The procedure for considering a case of an administrative offense is regulated by Article 29.7 of the Code of Administrative Offences, he reminds.

“The courts have established and follows from the case materials that the fact that the traffic police inspector prohibited video recording took place during the preparation of the protocol, that is, at the stage of initiating a case of an administrative offense, and therefore it is impossible for the courts to refer to the provisions of Article 24.3 of the Code of Administrative Offenses of the Russian Federation when considering this case be considered correct, since the effect of this norm extends to an independent stage of proceedings in a case of an administrative offense - the consideration of a case of an administrative offense,” explains the Supreme Court.

The traffic inspector’s argument that there is a ban on video recording of a police officer while on duty is also not based on the norms of federal legislation, the highest authority notes.

“On the contrary, police activities are open to society,” the Supreme Court emphasizes.

He recalls that the court of first instance found that the driver did not get into the official car and his actions to video record what was happening on his mobile phone did not create obstacles to the performance of professional duties by the traffic police inspector; he also did not record any special objects that were not subject to video recording. The traffic police officer did not deny it either.

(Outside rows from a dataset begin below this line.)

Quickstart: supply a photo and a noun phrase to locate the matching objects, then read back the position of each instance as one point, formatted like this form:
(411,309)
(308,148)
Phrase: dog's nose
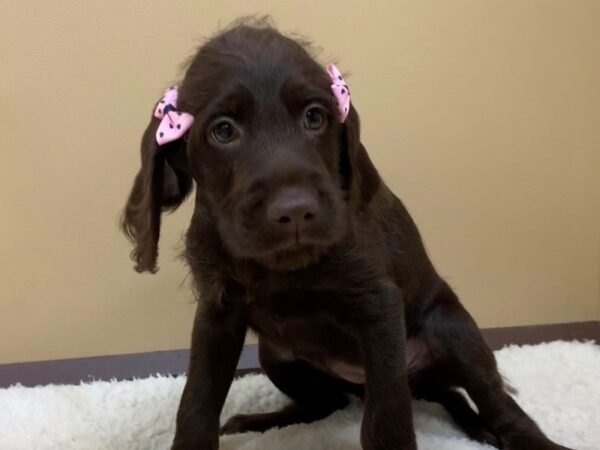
(293,208)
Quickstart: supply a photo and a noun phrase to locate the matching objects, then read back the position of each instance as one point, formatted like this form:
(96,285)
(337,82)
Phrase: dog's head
(274,166)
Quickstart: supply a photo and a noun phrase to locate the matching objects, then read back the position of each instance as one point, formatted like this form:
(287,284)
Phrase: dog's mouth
(294,256)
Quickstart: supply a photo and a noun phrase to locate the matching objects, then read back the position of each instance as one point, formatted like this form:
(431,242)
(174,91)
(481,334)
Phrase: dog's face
(265,154)
(272,163)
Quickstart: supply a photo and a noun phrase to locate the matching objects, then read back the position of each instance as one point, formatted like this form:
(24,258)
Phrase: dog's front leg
(217,340)
(387,421)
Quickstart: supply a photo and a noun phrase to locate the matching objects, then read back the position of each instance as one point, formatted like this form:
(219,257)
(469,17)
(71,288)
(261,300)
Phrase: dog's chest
(301,327)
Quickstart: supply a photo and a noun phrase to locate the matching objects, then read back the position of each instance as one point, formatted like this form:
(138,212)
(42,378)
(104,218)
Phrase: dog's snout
(293,208)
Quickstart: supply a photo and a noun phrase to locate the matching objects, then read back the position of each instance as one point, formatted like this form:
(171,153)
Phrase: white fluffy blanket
(558,384)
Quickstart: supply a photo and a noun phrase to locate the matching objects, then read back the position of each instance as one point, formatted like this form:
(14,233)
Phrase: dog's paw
(239,424)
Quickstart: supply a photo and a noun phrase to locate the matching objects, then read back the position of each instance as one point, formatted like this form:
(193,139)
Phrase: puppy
(295,236)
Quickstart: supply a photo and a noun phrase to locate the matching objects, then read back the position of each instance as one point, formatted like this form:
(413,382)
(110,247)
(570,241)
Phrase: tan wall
(483,116)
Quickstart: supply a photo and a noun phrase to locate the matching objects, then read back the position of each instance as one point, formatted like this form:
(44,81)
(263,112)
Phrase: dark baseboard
(140,365)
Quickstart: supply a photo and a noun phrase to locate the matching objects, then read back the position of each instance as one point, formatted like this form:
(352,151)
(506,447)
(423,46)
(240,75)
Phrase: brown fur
(351,304)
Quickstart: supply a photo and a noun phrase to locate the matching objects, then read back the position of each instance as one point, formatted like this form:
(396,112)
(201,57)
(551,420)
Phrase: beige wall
(483,116)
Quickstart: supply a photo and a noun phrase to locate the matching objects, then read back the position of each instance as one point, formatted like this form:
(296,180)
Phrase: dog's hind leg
(433,390)
(314,394)
(462,359)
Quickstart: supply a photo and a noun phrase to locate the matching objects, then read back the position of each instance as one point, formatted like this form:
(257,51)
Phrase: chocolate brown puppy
(296,236)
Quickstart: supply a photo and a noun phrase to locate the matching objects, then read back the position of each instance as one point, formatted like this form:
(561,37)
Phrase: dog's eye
(314,119)
(224,131)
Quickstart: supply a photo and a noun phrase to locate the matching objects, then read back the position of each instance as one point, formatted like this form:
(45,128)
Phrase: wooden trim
(172,362)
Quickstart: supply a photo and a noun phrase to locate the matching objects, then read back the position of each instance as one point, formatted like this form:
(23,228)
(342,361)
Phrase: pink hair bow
(341,93)
(174,123)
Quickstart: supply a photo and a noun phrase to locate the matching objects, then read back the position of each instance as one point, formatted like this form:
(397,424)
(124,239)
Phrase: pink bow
(341,93)
(174,123)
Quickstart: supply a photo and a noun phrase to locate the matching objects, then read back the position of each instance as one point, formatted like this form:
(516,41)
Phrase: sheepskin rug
(558,384)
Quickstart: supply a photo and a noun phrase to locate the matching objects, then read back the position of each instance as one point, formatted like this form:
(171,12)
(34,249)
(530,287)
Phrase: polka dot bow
(174,124)
(340,91)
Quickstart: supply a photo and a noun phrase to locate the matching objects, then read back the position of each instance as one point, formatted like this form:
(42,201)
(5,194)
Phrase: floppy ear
(362,179)
(161,185)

“In this situation, the conclusions of the courts of appeal and cassation on the legality of the contested actions of the traffic police inspector cannot be considered legal and justified,” the Supreme Court believes.

In connection with this, he canceled the rulings of the Khabarovsk Regional Court and the Ninth Cassation Court of General Jurisdiction and upheld the decision of the Vyazemsky District Court of the Khabarovsk Territory.